C’est l’une des raisons pour lesquelles les installations de broyage humide et sec en Angola sont insuffisantes. Par conséquent, de nombreux agriculteurs vendent simplement leurs cerises de café à des vendeurs itinérants, qui traitent, sèchent et torréfient ensuite les grains dans les grandes villes, ajoutant ainsi plus de valeur.
L’infrastructure de transport est un autre problème clé. La plupart des producteurs de café angolais se trouvent dans des zones rurales, et le transport de leur récolte vers les centres de traitement peut être compliqué et coûteux. Ce coût est aussi souvent à la charge de l’acheteur, ce qui rend le produit moins attrayant.
Enfin, il est difficile pour les producteurs de café angolais d’obtenir des crédits et des financements à court terme. Les quelques banques qui existent ne sont pas disposées à financer la plupart des exportateurs, car elles considèrent que le commerce du café est trop risqué. Seuls quelques gros exportateurs sont financés, et les fonds ne sont disponibles que contre des garanties.

Regarder devant soi
Cependant, il y a encore de l’espoir à l’horizon pour le secteur angolais du café. Le gouvernement est actuellement engagé dans la réforme de l’industrie, qu’il considère comme une opportunité de créer des emplois pour de nombreux Angolais.

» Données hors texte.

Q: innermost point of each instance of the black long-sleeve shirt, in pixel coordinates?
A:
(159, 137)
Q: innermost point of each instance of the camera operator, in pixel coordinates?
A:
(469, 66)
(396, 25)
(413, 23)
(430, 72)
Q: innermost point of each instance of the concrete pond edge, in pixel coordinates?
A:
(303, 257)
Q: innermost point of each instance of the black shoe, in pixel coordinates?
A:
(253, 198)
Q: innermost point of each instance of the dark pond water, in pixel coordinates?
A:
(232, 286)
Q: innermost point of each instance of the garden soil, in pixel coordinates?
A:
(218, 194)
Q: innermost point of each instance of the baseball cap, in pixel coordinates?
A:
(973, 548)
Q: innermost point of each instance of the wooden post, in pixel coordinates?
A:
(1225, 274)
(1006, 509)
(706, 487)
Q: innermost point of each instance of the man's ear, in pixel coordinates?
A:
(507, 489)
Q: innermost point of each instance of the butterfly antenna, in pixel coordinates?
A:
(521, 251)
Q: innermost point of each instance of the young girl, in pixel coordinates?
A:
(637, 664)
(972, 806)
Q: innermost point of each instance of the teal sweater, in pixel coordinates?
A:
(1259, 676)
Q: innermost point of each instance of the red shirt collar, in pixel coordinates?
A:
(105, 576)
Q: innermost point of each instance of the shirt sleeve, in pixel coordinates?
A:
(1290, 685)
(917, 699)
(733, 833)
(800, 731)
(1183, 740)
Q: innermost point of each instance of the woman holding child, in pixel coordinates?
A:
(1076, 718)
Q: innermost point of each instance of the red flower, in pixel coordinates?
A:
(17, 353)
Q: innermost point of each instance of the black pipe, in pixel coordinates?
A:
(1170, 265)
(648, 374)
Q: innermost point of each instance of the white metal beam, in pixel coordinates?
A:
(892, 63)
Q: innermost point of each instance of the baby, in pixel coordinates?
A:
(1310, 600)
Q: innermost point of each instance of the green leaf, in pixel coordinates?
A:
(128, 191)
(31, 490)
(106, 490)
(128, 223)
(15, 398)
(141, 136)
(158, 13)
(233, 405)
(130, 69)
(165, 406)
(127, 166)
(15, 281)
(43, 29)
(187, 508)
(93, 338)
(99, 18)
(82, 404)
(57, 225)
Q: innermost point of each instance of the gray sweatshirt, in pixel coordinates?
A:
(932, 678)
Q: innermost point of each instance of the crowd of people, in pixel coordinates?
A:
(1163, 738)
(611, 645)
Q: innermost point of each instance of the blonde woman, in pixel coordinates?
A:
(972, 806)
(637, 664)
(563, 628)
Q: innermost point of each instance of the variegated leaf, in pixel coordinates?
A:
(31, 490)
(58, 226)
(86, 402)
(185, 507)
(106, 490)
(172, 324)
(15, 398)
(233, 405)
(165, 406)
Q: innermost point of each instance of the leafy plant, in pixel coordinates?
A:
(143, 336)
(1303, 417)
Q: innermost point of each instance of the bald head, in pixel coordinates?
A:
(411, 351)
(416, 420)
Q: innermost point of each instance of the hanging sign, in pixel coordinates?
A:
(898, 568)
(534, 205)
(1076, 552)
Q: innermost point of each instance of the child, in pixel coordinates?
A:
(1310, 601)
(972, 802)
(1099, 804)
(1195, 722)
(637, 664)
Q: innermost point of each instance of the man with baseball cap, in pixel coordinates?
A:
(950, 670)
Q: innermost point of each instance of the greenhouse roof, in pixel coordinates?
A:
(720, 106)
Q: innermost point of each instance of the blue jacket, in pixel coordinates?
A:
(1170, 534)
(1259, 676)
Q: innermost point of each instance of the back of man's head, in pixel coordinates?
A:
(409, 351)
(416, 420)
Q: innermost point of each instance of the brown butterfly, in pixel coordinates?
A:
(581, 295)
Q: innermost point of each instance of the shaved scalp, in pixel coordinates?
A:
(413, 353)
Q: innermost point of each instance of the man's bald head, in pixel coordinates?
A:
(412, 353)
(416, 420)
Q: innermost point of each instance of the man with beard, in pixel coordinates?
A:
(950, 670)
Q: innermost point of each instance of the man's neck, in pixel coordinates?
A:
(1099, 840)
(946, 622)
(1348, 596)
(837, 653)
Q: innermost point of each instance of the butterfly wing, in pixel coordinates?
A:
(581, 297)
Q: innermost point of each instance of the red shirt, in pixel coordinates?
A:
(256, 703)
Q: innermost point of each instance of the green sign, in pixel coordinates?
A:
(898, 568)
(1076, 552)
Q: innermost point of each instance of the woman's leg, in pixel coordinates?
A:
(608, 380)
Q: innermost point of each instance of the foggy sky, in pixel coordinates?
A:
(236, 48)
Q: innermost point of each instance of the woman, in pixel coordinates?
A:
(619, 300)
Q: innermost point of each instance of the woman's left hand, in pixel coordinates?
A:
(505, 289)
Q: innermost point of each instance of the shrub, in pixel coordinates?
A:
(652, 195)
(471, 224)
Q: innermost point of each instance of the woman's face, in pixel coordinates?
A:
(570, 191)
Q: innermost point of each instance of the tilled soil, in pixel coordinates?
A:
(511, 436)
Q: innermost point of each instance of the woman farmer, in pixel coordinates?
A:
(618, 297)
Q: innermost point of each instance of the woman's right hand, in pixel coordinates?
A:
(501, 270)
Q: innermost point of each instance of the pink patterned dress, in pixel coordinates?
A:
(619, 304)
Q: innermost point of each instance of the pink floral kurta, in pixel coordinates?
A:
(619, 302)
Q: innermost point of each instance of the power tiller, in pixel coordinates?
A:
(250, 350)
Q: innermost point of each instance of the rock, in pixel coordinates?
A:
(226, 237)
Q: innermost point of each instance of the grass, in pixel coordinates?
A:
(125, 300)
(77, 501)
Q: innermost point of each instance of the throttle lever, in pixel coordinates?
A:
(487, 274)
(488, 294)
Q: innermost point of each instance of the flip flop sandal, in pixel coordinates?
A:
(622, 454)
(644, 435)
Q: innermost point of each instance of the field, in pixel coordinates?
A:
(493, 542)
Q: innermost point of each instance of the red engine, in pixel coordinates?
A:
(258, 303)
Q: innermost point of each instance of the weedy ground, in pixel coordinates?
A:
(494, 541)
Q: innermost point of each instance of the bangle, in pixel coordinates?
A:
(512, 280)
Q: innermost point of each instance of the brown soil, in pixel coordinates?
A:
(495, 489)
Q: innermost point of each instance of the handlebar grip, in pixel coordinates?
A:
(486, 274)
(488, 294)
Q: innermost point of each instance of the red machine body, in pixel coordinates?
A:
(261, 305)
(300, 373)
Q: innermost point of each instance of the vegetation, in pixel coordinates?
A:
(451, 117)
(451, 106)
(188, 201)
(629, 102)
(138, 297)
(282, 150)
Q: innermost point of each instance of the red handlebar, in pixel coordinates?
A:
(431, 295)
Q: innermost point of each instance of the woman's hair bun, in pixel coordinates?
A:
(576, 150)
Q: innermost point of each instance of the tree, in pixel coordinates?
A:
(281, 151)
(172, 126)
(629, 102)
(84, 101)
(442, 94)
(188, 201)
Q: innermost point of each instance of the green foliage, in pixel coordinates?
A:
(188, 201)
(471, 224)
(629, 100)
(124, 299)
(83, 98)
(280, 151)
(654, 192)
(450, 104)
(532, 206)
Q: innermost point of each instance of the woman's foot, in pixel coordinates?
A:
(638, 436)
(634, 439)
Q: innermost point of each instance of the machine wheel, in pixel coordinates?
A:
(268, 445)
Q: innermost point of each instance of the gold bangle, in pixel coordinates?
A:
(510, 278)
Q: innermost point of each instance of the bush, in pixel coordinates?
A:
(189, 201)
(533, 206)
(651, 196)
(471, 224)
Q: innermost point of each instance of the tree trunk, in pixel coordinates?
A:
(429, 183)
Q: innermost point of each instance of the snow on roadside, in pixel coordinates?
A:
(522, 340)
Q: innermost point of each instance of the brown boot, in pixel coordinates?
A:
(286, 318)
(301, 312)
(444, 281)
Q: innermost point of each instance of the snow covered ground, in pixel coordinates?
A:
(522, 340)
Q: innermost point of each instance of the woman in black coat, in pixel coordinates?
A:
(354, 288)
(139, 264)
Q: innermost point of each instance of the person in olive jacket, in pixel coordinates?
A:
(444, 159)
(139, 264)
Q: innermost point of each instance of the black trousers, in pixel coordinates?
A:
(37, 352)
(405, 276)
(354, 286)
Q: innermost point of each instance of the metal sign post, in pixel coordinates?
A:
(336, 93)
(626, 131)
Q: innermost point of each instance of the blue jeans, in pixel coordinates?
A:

Il cherche à se concentrer sur les nombreux jeunes soldats démobilisés dans le pays, ainsi que sur les populations rurales qui ont été déplacées par le conflit dans le pays.
À cette fin, en 2019, le gouvernement a lancé un programme de revitalisation du café arabica qui a été marqué par la distribution de 15 000 plants à 30 familles de Beteleme. Au fil du temps, l’objectif est que des initiatives similaires fournissent à plus de 3 000 personnes une source de subsistance.
Un autre plan de réforme prévoyait de dépenser quelque 8,5 millions de dollars US pour cultiver du café robusta sur 17 000 ha de terres agricoles dans la municipalité d’Amboim. Il s’agit d’une zone qui a été ravagée par la guerre civile ; à terme, le gouvernement espère que la région sera en mesure de produire quelque 650 000 sacs de 60 kg par an.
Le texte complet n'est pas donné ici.